Después de celebrar la festividad de Cristo Rey, y a medida que vamos finalizando el año, comenzamos a transitar el tiempo del Adviento. Un período de cuatro semanas que nos conducirá a la Navidad. Por ello, la Iglesia nos invita a estar despiertos y en vigilante y atenta espera de llegada del Salvador.
Posiblemente, nos preguntemos de qué manera hacerlo. O, en todo caso, cómo vivir y a través de qué medios aprovechar al máximo este tiempo tradicionalmente denominado “fuerte”, pero que no siempre sabemos valorar y fructificar en su totalidad. La liturgia, mediante algunos símbolos y signos característicos propios de este tiempo, nos ofrece algunas de estas respuestas y herramientas para comprender, reflexionar y ponernos a trabajar, de manera personal y grupalmente, en la preparación de la venida de Jesús:
Para leer:
Los signos litúrgicos del Adviento
Este es un tiempo muy especial para la Iglesia. La preparación para la Navidad pareciera, incluso, que abarcara también el ambiente que la naturaleza nos regala en estos días: un sol cálido, que acaricia la vegetación fecundándola con una ternura especial, noches serenas que invitan a levantar la mirada, como esperando desde el cielo una palabra silenciosa que susurra en nuestro interior, provocándonos en la intimidad a la esperanza de un mundo nuevo y mejor, aromas de todo tipo que envuelven las calles, plazas y campos surgiendo sin pudor de árboles y plantas florecidas. Todo es fecundidad y, por lo tanto, esperanza de vida.

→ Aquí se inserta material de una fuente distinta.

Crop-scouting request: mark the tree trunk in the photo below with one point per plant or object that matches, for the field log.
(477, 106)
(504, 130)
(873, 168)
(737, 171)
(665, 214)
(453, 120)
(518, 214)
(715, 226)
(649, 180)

Una realidad que también cantan los miles de pájaros que en estos días parecen estar de fiesta.
La liturgia se une a este clima y parece expresar, también ella, la alegría en la
espera del Salvador.
Pero, además, la liturgia tiene sus propios signos, particulares y precisos, que
nos ayudan a vivir esta esperanza.
● Los cantos: muchos de ellos son inspirados en textos del Antiguo Testamento
y, especialmente, en algunos salmos. La liturgia nos invita a unirnos al pueblo
que esperaba al Mesías. Es un signo, sin embargo, algo ambiguo, como varios de este tiempo. Porque, por un lado, sabemos que ya ha venido y que está entre nosotros, pero, por otro lado, esperamos un retorno, una venida universal,
gloriosa, a la vez que también celebramos cada venida en nuestras vidas y en la historia. Es por eso que, unidos a la esperanza del antiguo Israel, cantamos
esa espera, pero desde la seguridad de que Dios ha cumplido sus promesas.
• Las vestimentas litúrgicas: el color morado es un signo de espera y de seguridad de que vendrá lo que se espera. Es el color que en el cielo antecede a la alborada. Quien observa el cielo en ese momento sabe que en poco tiempo saldrá el sol. Cristo es "el Sol que viene de lo alto" (Lc 1, 78).

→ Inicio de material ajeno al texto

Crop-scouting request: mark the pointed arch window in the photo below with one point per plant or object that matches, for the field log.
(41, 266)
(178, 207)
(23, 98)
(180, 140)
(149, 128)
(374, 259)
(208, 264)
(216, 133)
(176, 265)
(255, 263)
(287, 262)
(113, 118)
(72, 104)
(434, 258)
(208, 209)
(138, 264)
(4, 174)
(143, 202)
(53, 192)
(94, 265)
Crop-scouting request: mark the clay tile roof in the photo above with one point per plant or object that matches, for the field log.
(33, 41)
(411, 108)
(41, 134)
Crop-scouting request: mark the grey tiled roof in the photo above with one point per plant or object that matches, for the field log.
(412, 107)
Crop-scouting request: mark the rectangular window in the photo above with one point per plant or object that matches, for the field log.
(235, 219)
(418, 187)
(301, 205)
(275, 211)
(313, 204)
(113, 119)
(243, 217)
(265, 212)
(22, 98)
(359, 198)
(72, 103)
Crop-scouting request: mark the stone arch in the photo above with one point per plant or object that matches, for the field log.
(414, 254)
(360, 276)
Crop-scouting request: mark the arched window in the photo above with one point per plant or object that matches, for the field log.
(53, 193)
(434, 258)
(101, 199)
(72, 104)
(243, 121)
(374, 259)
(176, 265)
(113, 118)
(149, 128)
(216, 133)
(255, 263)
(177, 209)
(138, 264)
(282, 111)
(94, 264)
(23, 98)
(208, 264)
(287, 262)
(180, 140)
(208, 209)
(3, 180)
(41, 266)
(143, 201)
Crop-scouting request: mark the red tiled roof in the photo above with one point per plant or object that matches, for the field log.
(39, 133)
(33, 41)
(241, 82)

• Las lecturas de la misa: al igual que muchos de los cantos, también están cargadas de esperanza. Textos de los profetas, especialmente de Isaías, nos invitan a esperar a aquel que salvará al pueblo.
• Liturgias penitenciales: no sólo durante la misa, sino también en momentos
especiales fuera de ella, los cristianos preparamos nuestro corazón como un
hogar que ha de recibir la visita más importante de la historia. Es por eso que,
en estos tiempos, que son también, generalmente, de balance del año que termina, observamos, más detenidamente, nuestras opciones, nuestras definiciones y proyectos. En todo esto, encontramos que no siempre hemos vivido conforme al proyecto de Dios. Por eso podemos dedicar un espacio para reconocer con sinceridad nuestros pecados. Sería importante que este gesto también pudiera hacerse en comunidad, pidiendo perdón por los pecados hacia cada uno de sus integrantes, para celebrar una Navidad reconciliada.
• El pesebre: como un signo bien sensible y visible, que nos invita a la oración,
al recogimiento y a la contemplación de la humanidad de Jesús, el cual, desde la pobreza, se ha identificado con el hombre. Necesitamos los signos. Somos hombres y mujeres que nos comunicamos con el cuerpo y los sentidos. Cada gesto, cada detalle, nos pueden ayudar a acercarnos a Dios o a alejarnos de él. Es por eso que debemos prestar atención a este momento.
El Adviento (esperanza del advenimiento del Señor) no puede pasar desapercibido a nuestros sentidos. Por eso mismo, que no pase desapercibido a nuestro corazón.